How can we talk about school reopening before we talk about how they closed? How teachers threatened to strike? The fear they had about retribution despite their own health needs?
What about families too used to being disparaged about their children’s behavior to risk an absence even if their child’s health was at stake? And those with no childcare options and no financial wiggle room who literally cannot take a day off and can never have their kids home?
These are the conversations parents, teachers and students Have tried to bring to the table for months but we keep being told that it’s under control and to check the DOE website- something our disconnected families CANNOT DO. Not to mention accessibility & language barriers.
It is unconscionable to attempt a school reopening without any kind of restoration, trust building or healing first. Our friends, family members and colleagues have DIED. Some are sick right now. This must be acknowledged.

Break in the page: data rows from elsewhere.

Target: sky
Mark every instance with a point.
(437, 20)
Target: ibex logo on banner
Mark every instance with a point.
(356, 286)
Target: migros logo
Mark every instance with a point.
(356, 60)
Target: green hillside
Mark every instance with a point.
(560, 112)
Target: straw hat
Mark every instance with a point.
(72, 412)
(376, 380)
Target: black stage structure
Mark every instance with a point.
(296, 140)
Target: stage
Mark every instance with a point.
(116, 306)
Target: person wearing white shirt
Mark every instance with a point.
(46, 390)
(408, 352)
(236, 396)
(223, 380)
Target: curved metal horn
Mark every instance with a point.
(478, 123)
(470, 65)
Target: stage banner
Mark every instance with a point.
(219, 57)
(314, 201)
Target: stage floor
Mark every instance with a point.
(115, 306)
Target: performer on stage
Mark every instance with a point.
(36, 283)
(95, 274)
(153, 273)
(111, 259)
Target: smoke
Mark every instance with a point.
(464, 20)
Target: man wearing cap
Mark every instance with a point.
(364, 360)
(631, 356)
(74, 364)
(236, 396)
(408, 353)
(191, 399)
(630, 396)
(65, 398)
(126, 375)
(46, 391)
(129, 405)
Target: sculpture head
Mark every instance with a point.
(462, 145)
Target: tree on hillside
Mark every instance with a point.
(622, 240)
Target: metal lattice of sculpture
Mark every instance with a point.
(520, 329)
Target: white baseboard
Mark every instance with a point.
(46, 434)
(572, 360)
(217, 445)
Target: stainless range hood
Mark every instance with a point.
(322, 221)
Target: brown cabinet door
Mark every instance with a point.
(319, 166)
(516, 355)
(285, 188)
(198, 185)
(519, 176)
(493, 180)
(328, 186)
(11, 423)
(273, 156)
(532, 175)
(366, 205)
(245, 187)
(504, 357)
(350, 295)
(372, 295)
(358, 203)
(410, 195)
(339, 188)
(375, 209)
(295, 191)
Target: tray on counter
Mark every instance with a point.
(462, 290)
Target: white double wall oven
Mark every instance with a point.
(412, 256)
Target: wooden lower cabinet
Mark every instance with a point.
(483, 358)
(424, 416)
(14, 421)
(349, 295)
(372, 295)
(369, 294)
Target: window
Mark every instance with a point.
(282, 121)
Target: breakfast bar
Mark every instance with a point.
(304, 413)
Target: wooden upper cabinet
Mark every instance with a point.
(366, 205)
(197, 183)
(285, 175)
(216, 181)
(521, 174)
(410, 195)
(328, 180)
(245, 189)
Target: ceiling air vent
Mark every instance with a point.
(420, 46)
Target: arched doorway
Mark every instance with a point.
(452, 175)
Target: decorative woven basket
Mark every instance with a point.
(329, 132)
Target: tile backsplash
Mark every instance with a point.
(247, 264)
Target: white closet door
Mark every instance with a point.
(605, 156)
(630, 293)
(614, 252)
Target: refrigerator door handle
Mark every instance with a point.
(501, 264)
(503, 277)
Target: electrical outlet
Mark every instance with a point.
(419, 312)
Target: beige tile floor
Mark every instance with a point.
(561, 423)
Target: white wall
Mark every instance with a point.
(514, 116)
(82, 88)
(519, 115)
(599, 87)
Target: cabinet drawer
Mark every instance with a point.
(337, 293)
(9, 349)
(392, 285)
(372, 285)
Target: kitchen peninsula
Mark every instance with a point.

In addition to acknowledgement of the death & destruction Covid 19 & racial injustice have caused, communities need a guarantee we will not go back to ‘normal.’ At least not those of us ‘normal’ never worked for. Turns out that’s MILLIONS of people. #CancelRent #BlackLivesMatter
The idea that physical school will provide comfort to our children after social distancing for months is a fallacy because 1. They won’t be with their friends due to split schedules 2. They can’t touch each other, play or socialize 3. No communal gatherings like lunch, art or gym
As for the ‘childcare’ narrative, how does a 1-3 day schedule work for ANY working family? And what BUDGET are childcare facilities & schools using to fund PPE, cleaning supplies, masks & gloves after @NYCCouncil botched funding by refusing to #DefundTheNYPD ? #OnlyWhenItsSafe
If my choice is between my child being safe at home and driving me absolutely insane while I try to navigating mothering AND working or sending her to a shadow of her former school built around uncertainty and limited funds I choose my child’s health and safety EVERY TIME.
Sadly the choice is harder for our families with special needs students who are regressing due to lack of services, families inclusive of guardians w mental health issues who need a BREAK & essential workers. But Even these families are apprehensive. That should tell us something
We know nothing about the REC centers. Our only access to information about DOE staff that passed from Covid is a memorial website that was minimally publicized. The parent engagement sessions are infuriatingly devoid of info. And we’re all just tired & scared. #OnlyWhenItsSafe
This is not meant to be an attack, but a reality check. I know @NYCSchools is doing what it thinks is best in the way it thinks is best. But we as school community members know what’s best for our students & families! & that should MEAN something. Since it hasn’t yet,we protest✊🏾
We rally, march, protest, push back and create for a world in which students, teachers and parents are not add ons to decisions about our 1.1 million NYC students, but integral to our community culture & care every step of the way.
The one beautiful thing to come out of Covid is that it has forced us to reckon w inequity at every level of society. We cancelled elitism laden state tests & the sky didn’t fall. We provided students devices who didn’t have them which we ALWAYS should have done.
We fed, clothed &cared for each other in ways that communities of color have always done because we had no choice if we wanted to survive. Direct giving, frowned upon by many as a ‘scam’ when Black womxn did it, morphed into ‘mutual aid’ & became not only acceptable but essential
THESE are the lessons we must keep with us. And there is NO Infrastructure to build upon these invaluable real world realizations in underfunded, under staffed, partially open, socially distanced schools.
Until we have equitable translation & interpretation, related services, socio emotional support besides links to yoga & mindfulness apps & accountability strcutures in place to remove those who maintain inequitable schools practices, we don’t have the RANGE to reopen safely.